Consumers are advised to spend wisely-Searchlight

2021-12-13 13:48:30 By : Ms. Jane Wang

In February of this year, businessman Leonet Anderson stated that the COVID-19 pandemic is pushing up manufacturing and transportation costs, and consumers should be prepared for price increases. Anderson, the owner of General Hardware Supplies in Arnos Valley, still holds this view, but said on Wednesday this week that the problem is bigger than he expected.  

"I want to say that what is happening now is far beyond what I expected in February," Anderson said on Wednesday's "News Room" show hosted by Chanolde Munroe.  

Anderson and Professor Justin Robinson, Senior Lecturer in Management and Dean of the School of Social Sciences at the University of the West Indies (UWI), are members of the group; and Dr. Jules Ferdinand of the OSV Group.  

The program, a product of Interactive Media Limited, discussed the disruption of the global supply chain and its impact on the cost of living of companies and Saint Vincent and the Grenadines (SVG).  

Anderson said that when he raised price increases and shipping issues in February, it was mainly because he got feedback from suppliers in the United States (US), who said it was because of COVID-19 and that many people were unemployed.  

Anderson said that at the time someone told him that when someone tested positive for COVID-19 in the factory, the entire production facility was closed, must be disinfected and restarted, so the factory was losing a lot of time and workers.  

"Initially due to low production, there was a shortage of goods, but now, especially goods from Eastern countries and Brazil... These prices have more or less doubled, and the supplier’s report and feedback is that there will be no Any progress now, this may continue until the end of 2022," Anderson said.  

He said that it takes three times as long to deliver the goods, and the freight has tripled. 

Professor Justin Robinson said that the global supply chain has been disrupted, and one of the problems is the shortage of containers. 

An online report stated that Chinese ports continue to export large quantities of containerized goods, but almost no imports, which means that containers are only returned in small quantities.  

Professor Robinson said that he believes this is a problem and pointed out that global supply chains are important to island countries, because goods that cannot be produced domestically must be entered by ship or plane.  

He said this means that small island countries like Saint Vincent and the Grenadines (SVG) are vulnerable to attacks during the outage, and the quantity of any cargo is not sufficient to justify special transportation arrangements; in addition, economical Nature means that many commodities do not have domestic substitutes, so the impact of disruption will be greater.

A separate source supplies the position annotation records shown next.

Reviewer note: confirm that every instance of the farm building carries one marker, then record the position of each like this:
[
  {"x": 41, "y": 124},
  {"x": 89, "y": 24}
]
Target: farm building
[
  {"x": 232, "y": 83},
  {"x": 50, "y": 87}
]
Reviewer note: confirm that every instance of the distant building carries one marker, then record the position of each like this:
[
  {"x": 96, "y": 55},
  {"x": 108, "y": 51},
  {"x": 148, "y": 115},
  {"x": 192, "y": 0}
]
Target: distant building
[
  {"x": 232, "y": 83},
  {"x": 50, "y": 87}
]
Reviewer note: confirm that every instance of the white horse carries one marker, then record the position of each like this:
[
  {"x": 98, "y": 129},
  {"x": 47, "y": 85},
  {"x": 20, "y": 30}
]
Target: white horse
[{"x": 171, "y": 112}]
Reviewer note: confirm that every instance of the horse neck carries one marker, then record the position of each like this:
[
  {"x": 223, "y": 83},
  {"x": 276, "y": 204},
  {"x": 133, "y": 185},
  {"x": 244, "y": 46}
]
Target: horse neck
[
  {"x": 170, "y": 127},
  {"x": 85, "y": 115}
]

 However, Anderson accused the rise of commodity prices was also driven by something more sinister, that is, large shipping companies' moves to raise prices.  

He said that in some areas, it was about basic supply and demand, but pointed out, “If there is a shortage of workers, why is there a shortage of containers? 

Anderson said that the shortage of workers meant fewer goods were produced, but then people turned around and said that there were not enough containers to carry fewer goods.  

"...As I said, once the goods from the United States and the United Kingdom are produced in these countries, they will not increase or be marginalized..." He pointed out that the charges on smaller international freight routes like Tropical and King Ocean are not steep. Increase, but larger shipping companies that can transport more than 18,000 containers at a time are issuing orders.  

"...You really can't do anything, but it also surpasses COVID.

At the same time, Professor Robinson pointed out that expectations of inflation and price increases have triggered a series of behaviors that will help further push up prices.  

"So you start ordering more orders than usual," and, "When this happens and people stock up, this will increase demand, which will also push up prices."  

Anderson shared that the batch of plywood he ordered in February had arrived last week. He encourages small businesses to purchase goods from the United States and buy in small quantities, because it takes a week for shippers such as Tropical to reach SVG. He also pointed out that people can try to purchase goods in the area, and if they can, local companies can help each other through wholesale sales.     

He also said that business people should consider investing more in fast-developing products.  

"Buy items now and put them on your shelf."

Anderson also believes that people who are currently building houses are experiencing problems due to rising prices, while those who borrowed $300,000 to build houses last year will have problems completing that amount and may need to pay an additional $100,000 to complete the structure. .  

He said that some prices have risen by more than 100% and people's spending has decreased, which is not good for everyone.

At the same time, OSV’s Ferdinand pointed out that the extension of time to pick up goods from China and other places is problematic because the company wants to obtain funds in advance, which means you have to take up a lot of cash. 

"So it will take longer before you liquidate these things; it's so complicated in terms of what's happening now and its impact on the business," Ferdinand said.  

He said that looking to the future, companies should focus on goods that increase cash flow, and shoppers should curb spending by buying only the goods they need.